Das waren aber immer noch weit weniger als die gut 300.000 Mann, die zukünftigen Erzählungen zufolge angeblich nach Rom marschiert sind. 15.000 Mann? Mit ihnen hätte die italienische Armee leicht fertigwerden können, um den Staat vor dem Machthunger des Faschistenführers Benito Mussolini zu schützen.

Vergessen und Verdrängung

Doch König Viktor Emanuel III. kratzte nicht ausreichend Mut zusammen, um es zur Konfrontation mit dem "Duce", zu Deutsch: "Führer", kommen zu lassen. Im Gegenteil: Am 29. Oktober 1922 verkündete der Monarch, dass Mussolini Regierungschef werden solle, dieser machte sich in der Folge dann zum Diktator. Eben der "erste Faschist", wie der Historiker Hans Woller in seiner Biografie des "Duce" schreibt.

Als "Marsch auf Rom" glorifizierten die Faschisten ihre Form der "Machtergreifung" vom 27. bis 31. Oktober 1922, was mehr der Fantasie entsprungen war als der Realität. "Der legendäre Marsch auf Rom hat also überhaupt nicht stattgefunden", konstatiert Woller.

Just zum 100. Jahrestag dieses "Ereignisses" hat sich in Italien nun Makaberes zugetragen: Ultrarechte bilden wieder die Regierung. Mit einer Frau an der Spitze, Giorgia Meloni, die Mussolini einmal einen "guten Politiker" nannte. Mit dem Senatspräsidenten Ignazio La Russa, der Nummer zwei im Staat, der Bilder und eine Statue des "Duce" im Wohnzimmer stehen hat. Mit Spitzenfunktionären, die sich einst stolz Faschisten nannten.

"Äußerst besorgt" beobachten Partisanenvereinigungen, deren Gründer einst im Widerstand das Land von der Faschistendiktatur mitbefreit hatten, die Entwicklung – und nicht nur sie.

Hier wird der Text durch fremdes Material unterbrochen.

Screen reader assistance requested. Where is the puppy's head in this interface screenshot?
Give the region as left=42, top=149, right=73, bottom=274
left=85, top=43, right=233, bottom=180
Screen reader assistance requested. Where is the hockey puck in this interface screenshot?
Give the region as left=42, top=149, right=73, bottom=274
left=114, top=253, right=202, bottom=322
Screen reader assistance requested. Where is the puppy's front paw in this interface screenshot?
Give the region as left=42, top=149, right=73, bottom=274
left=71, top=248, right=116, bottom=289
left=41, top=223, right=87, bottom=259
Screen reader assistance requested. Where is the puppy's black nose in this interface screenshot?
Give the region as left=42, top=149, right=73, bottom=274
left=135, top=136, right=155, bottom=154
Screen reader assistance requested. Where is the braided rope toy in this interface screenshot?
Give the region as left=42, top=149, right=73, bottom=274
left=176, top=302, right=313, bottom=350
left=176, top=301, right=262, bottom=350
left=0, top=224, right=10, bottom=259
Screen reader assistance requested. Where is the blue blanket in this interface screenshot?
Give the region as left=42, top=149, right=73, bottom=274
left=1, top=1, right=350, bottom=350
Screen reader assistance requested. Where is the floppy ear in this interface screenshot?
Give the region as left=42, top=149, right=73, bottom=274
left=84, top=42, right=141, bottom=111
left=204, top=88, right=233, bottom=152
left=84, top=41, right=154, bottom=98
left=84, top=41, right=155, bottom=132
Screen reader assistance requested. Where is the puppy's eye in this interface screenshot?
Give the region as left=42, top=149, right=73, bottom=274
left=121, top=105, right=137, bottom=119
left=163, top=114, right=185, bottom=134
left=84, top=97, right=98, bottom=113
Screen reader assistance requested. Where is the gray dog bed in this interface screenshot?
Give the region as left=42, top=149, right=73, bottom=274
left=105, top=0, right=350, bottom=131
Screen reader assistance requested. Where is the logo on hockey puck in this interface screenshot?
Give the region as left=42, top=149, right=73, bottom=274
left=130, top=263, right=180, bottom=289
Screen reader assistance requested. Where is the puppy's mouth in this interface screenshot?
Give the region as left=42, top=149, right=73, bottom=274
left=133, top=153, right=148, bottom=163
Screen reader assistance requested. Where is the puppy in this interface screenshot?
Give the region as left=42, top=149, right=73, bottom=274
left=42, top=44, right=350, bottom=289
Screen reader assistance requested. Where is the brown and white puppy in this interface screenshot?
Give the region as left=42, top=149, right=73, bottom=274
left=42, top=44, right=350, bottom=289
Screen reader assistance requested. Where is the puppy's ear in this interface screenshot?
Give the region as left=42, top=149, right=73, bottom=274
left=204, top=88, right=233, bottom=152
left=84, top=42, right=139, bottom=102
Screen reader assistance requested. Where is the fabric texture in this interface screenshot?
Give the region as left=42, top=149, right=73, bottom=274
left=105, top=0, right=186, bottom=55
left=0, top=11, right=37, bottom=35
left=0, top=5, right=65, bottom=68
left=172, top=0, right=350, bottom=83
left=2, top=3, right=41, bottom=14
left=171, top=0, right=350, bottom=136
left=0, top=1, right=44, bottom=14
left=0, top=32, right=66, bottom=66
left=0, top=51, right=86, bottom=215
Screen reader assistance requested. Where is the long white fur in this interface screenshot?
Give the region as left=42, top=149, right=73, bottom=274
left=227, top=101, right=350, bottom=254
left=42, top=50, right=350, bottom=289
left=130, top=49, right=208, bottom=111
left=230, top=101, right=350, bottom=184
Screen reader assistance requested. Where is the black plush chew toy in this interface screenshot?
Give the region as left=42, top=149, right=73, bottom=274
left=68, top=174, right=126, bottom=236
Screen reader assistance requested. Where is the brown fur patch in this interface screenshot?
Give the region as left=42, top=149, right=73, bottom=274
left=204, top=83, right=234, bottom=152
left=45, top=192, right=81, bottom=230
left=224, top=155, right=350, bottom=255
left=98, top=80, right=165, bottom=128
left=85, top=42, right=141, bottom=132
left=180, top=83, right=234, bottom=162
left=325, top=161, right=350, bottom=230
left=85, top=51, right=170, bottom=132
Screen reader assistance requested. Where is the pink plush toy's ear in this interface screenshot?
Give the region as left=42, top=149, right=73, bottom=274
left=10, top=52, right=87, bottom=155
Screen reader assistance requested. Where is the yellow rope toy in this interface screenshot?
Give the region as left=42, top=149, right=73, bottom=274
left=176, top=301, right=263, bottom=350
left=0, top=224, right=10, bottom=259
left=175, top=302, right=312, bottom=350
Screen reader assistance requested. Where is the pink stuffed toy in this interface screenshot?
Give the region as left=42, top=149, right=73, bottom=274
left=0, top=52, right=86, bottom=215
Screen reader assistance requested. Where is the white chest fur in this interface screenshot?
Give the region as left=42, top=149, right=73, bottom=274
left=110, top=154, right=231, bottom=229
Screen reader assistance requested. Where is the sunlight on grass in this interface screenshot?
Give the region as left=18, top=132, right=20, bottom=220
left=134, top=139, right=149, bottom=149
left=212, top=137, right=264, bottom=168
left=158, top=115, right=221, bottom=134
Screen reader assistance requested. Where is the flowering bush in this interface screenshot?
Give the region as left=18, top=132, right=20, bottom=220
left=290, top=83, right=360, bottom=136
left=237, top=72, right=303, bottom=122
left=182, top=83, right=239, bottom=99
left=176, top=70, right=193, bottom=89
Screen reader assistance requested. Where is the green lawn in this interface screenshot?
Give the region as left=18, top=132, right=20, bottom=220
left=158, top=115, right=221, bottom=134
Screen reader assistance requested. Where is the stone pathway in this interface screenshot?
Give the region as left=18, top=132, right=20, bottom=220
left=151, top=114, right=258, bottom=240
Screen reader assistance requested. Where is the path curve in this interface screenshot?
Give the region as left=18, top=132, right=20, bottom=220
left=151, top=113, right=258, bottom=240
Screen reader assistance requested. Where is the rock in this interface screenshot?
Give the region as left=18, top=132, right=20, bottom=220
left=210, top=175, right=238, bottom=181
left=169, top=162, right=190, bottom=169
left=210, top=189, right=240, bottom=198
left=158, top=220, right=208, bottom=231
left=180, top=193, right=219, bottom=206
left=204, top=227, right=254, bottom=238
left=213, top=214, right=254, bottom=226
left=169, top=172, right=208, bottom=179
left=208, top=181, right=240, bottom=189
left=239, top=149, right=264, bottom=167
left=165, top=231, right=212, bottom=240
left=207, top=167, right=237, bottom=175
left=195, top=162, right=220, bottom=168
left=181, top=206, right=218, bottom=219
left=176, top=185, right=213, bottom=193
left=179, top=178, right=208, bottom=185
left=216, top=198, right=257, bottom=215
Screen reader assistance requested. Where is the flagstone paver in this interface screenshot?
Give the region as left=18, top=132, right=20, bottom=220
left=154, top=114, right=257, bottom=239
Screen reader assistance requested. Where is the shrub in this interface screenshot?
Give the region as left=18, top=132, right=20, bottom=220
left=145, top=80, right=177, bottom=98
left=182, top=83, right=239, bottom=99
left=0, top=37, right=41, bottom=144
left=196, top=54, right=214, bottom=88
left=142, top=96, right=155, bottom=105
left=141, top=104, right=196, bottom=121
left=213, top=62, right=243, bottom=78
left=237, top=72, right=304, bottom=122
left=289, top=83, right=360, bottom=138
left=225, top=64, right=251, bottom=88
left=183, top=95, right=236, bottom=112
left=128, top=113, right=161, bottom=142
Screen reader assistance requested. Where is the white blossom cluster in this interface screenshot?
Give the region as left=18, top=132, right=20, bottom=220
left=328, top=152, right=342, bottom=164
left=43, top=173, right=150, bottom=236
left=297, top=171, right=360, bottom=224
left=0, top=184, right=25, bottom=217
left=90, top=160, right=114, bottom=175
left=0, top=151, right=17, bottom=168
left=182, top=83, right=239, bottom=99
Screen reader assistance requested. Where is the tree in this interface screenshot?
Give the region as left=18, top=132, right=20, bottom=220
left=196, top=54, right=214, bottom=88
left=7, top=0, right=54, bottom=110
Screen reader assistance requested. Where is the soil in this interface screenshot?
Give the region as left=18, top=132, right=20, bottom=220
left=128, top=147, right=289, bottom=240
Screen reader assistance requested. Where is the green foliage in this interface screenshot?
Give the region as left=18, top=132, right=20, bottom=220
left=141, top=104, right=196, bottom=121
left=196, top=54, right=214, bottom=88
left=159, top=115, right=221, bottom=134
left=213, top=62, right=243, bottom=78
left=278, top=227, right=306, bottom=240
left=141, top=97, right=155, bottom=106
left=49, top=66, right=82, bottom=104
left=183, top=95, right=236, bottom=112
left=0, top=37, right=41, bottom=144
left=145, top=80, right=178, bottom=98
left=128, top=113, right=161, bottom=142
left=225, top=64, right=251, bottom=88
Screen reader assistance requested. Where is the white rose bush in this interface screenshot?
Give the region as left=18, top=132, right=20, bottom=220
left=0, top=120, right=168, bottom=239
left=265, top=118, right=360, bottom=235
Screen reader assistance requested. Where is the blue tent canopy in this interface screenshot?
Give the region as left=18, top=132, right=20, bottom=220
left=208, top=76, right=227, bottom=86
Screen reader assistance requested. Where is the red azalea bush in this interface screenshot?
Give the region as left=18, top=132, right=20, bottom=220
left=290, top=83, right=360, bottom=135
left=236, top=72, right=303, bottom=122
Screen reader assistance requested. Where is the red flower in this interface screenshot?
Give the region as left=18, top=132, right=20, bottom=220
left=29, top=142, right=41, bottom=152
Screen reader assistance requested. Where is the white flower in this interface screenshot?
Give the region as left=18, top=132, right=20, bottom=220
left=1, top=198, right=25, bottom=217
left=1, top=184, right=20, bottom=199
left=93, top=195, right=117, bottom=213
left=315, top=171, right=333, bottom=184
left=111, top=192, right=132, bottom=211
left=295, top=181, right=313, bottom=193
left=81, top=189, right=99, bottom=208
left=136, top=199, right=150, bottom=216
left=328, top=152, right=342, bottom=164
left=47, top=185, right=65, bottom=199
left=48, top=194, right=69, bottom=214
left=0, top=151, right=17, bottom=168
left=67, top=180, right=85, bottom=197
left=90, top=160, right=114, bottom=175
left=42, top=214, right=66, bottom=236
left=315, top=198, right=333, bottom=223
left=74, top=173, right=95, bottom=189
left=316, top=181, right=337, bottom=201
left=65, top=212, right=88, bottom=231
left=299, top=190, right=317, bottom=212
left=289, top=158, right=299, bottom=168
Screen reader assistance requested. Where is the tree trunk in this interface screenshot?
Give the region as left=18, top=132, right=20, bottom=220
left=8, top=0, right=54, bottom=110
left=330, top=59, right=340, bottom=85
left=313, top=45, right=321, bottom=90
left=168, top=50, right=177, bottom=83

Italien hat in einem Jahrhundert viel vergessen und verdrängt. Die Herrschaft der Faschisten, die an einem nasskalten Wochenende in den letzten Oktobertagen 1922 per Staatsstreich begonnen hatte, haben viele Italiener unter Folklore und Nostalgie abgespeichert. Als wäre die Regentschaft Mussolinis, der dem deutschen Despoten Adolf Hitler als Vorbild diente, kein historisches Übel gewesen, sondern nur eine Epoche unter vielen.

"Nicht abgerechnet"

"Wir haben mit dem Faschismus nicht abgerechnet", kritisiert Gianfranco Miro Gori vom Partisanenverein Anpi. Etwas Ähnliches wie die Nürnberger Prozesse gab es in Italien nicht. Die faschistischen Funktionäre wurden ab 1945 in die Nachkriegsverwaltung übernommen, in die Gerichte, Polizeistuben, Behörden. Faschistische Bauten stehen noch heute. Während in Deutschland nach Kriegsende zahlreiche Spuren der Nazis aus dem öffentlichen Raum entfernt wurden, passieren in Rom Fußballfans auf dem Weg ins Olympiastadion einen Obelisken mit der Aufschrift "Mussolini Dux" (Mussolini Führer). An einem Bürogebäude prangt gut sichtbar ein Relief Mussolinis als Feldherr hoch zu Ross.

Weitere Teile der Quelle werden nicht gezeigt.